In the broad spectrum of human sailing endeavors, few confuse the uninitiated more than the desire to sail around the world in a small boat. By “small” I mean really small—like less than 20ft small—and in some cases much tinier than that, like the 5ft 41/2in Vera Hugh, which the redoubtable Tom McNally built from a washing machine and a wardrobe to sail across the Atlantic in 134 days. His record (and possibly his heart) was broken the same year by Hugo Vihlen, who made the journey in 115 days in Father’s Day, just half an inch shorter than his rival’s craft.
Such tooth-and-nail competition is not unusual in the micro-world of micro-boats. It dates back to the mid-19th century when a heated transatlantic rivalry between Americans and Brits involving boats as small as 14ft went on for nearly half a century as sailors sought to outdo each other. The high casualty rate in those pre-EPIRB days was apparently no deterrent.
It’s not just non-sailors who fail to see the point in such masochistic practices—anyone who has made long ocean passages in sailing boats of whatever size has observed the metaphorical daily shrinkage of their habitat until, after a week or three, it sometimes becomes almost unbearably confining. If you can feel such cabin fever in a 50ft cruiser, imagine it in a boat a quarter that size.
This, of course, does not deter sailors of a certain mindset from pursuing their dreams in boats that many of us would not sail across a protected lake, let alone an ocean. Two such have been in the news lately; one for completing an impressive voyage, the other for embarking on one.
In May, Szymon Kuczynski sailed into England’s Plymouth Marina after completing a solo non-stop circumnavigation south of the great capes on his 22ft boat Atlantic Puffin. The young Pole’s achievement was noteworthy not just for setting a new record for the smallest boat to girdle the globe nonstop and unassisted, but because it was accomplished in a modified Maxus 22 trailer-sailer, hardly the weapon of choice for such a voyage—you would think. It was actually Kuczynski’s second time around in the boat. He made a solo circumnavigation, with stops, in 2014, and prior to that had sailed a double transatlantic on an even smaller boat.
As Kuczynski was draining the last drops of champagne, another experienced small-boat sailor was preparing for a big voyage. At the ripe young age of 79, Sven Yrvind—or, as he prefers to be called, just Yrvind—was prepping his self-built, 18ft 11in long Exlex for a solo odyssey from Dingle, Ireland, to Dunedin, New Zealand. This was no first voyage for the tough old Swede. Since his first offshore venture in 1962, he’s sailed smaller boats longer distances, and had originally planned to make this passage in a 14-footer. He became well known in the 1980s (before he changed his name from Lundin to Yrvind) for a series of ambitious voyages on various mini-boats called Bris. Among them was a midwinter rounding of Cape Horn, at that time the smallest boat ever to round the famous landmark.

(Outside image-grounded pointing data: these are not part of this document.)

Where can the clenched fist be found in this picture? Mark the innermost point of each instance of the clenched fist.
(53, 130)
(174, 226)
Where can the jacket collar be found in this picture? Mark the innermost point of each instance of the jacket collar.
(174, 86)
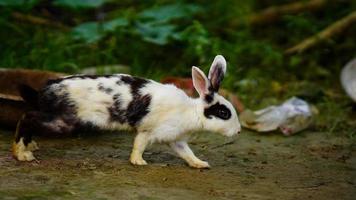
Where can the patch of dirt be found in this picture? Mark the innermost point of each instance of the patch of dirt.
(310, 165)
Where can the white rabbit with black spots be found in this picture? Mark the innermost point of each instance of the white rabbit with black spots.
(158, 112)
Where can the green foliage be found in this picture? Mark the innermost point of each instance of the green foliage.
(80, 4)
(94, 31)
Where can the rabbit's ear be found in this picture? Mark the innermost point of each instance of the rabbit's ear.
(217, 72)
(200, 82)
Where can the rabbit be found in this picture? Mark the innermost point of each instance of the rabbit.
(158, 112)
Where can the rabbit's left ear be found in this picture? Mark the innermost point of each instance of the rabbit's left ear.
(217, 72)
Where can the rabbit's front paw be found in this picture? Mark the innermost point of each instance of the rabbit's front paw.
(25, 156)
(137, 160)
(199, 164)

The bright yellow Exlex, designed by Yrvind and built of foam sheathed in fiberglass, carries just four square meters of sail on her two stubby carbon-fiber masts, which are designed to survive a rollover in the turbulent seas of the Southern Ocean. She is self-righting but has no ballast keel, just leeboards and twin rudders. Yrvind can trim the sails and steer the boat without going on deck. He has designed a ventilation system that, he says, will admit no water in a capsize.
Yrvind will sustain himself mainly on canned sardines and muesli during his epic voyage, harvesting water by capturing the condensation that forms on the interior of his sailing “capsule.” In calms, he will propel the little boat with a sculling oar.
It will take him the best part of a year to complete the voyage; a prospect that holds no fears for this sailor-philosopher. “Only the true, eternal, endless, blue, wet, deep ocean can cure me from nostalgia, sehnsucht and saudade and bring me back to the spiritual state of my youth,” he wrote. “That’s why I long to be out sailing again… If all goes well the first day I will have the wide open spaces in front of me, three- four-hundred blissful days at sea.”